In other words: a simple, level playing field where the rules are clear.

By raising the standard of what a political party is, by putting limits--- we also with hope, raise the ability of others to run for public office. In many places, the reason why dynasties rise is that there is no alternative candidate (sometimes they do good, so it can't be all that bad). Still, having strong parties can allow fresh blood into the system, because it brings to the table the ability of those who have no access to resources and organization the ability to mount a campaign.

These "reforms," all go down to human nature. While reform may not be in the best interest of Congress (at least when you look at it without delving deeper), and we who advocate any change are in no position to do so, doesn't it look more and more like a chicken and an egg problem?
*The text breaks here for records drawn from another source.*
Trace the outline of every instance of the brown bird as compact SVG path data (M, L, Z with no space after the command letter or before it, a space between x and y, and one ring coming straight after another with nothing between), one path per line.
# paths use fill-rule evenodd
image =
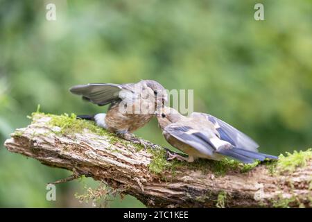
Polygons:
M152 80L123 85L79 85L69 90L98 105L110 104L107 113L78 117L94 120L98 126L128 140L135 139L132 133L146 124L155 110L167 101L167 93L164 87Z
M156 111L156 117L167 142L189 155L186 158L169 152L168 160L220 160L226 156L251 163L255 160L277 159L276 156L258 153L259 145L254 141L211 115L193 112L187 117L173 108L165 107L160 112Z

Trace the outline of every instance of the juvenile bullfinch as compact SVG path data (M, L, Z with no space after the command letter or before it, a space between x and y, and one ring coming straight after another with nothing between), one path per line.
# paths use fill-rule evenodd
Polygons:
M146 124L155 110L167 101L167 93L159 83L143 80L137 83L96 83L72 87L70 92L98 105L110 104L107 113L80 115L125 139L132 140L132 132Z
M254 141L210 114L193 112L187 117L167 107L156 111L155 114L167 142L189 155L187 158L169 153L168 160L220 160L225 156L243 163L252 163L255 160L277 159L274 155L258 153L259 145Z

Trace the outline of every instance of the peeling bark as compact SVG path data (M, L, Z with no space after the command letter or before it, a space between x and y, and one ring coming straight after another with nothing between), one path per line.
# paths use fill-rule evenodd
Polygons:
M148 169L153 157L149 152L87 130L62 135L49 121L42 117L17 130L4 146L45 165L122 188L123 194L152 207L216 207L217 203L226 207L311 207L311 160L294 172L274 176L263 164L223 176L187 166L175 169L174 173L168 168L155 174ZM220 194L226 197L220 198Z

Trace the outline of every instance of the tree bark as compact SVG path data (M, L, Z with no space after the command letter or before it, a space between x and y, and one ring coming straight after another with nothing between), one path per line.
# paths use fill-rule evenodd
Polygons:
M192 164L155 173L148 167L153 152L137 151L121 139L112 142L109 137L87 130L61 134L59 127L49 123L50 120L42 116L17 129L4 146L45 165L104 181L152 207L311 206L311 160L293 172L277 174L260 164L246 173L229 171L218 176L209 169L191 167Z

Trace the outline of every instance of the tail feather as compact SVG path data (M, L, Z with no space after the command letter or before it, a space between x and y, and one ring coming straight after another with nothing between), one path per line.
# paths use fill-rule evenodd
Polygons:
M248 157L244 156L236 152L233 152L232 149L223 149L220 151L218 151L218 153L221 153L224 155L236 159L245 164L250 164L253 162L254 160L252 158L250 158Z
M77 119L94 121L94 115L78 115Z
M244 163L251 163L255 160L263 161L266 158L274 160L278 159L278 157L275 155L247 151L240 148L220 150L218 151L218 153L233 157Z

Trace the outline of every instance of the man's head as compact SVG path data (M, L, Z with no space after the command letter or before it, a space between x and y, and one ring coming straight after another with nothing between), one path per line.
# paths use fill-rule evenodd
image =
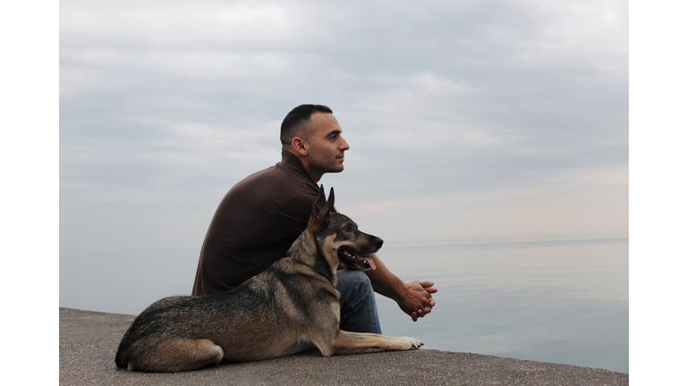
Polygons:
M301 105L286 114L282 122L282 131L279 136L284 150L291 146L291 140L294 137L308 139L312 130L310 116L315 113L332 113L332 109L322 105Z
M329 107L301 105L282 122L282 149L295 155L318 181L322 174L344 170L344 152L348 143Z

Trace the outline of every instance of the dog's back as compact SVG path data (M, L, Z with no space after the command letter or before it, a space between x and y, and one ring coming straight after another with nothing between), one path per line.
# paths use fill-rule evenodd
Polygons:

Christian Monsod is right there is a great and pressing need for electoral reform. indeed, it is a daunting challenge. We the people really have to do our part. It is the proper way so we can move our democracy forward, by ensuring and improving our electoral processes. In his words:
"patriotism is not the sudden and frenzied outburst of emotion, but the quiet and steady dedication of a lifetime (emphasis is mine). The question is: are we up to it?"
It is the lesson of the past 20 years, indeed the lesson of democracy, in any part of the world, in all of history that the price of democracy is the quiet and steady dedication of the people, and it is a processes that is ever evolving and it ends only when we chose not to participate. I must borrow Mr. Monsod's words again: "It is better to fight, even by their rules, against any attempt by authoritarianism from the right or the left, than leave the field open for them to do as they please." Are you still willing to pay that price?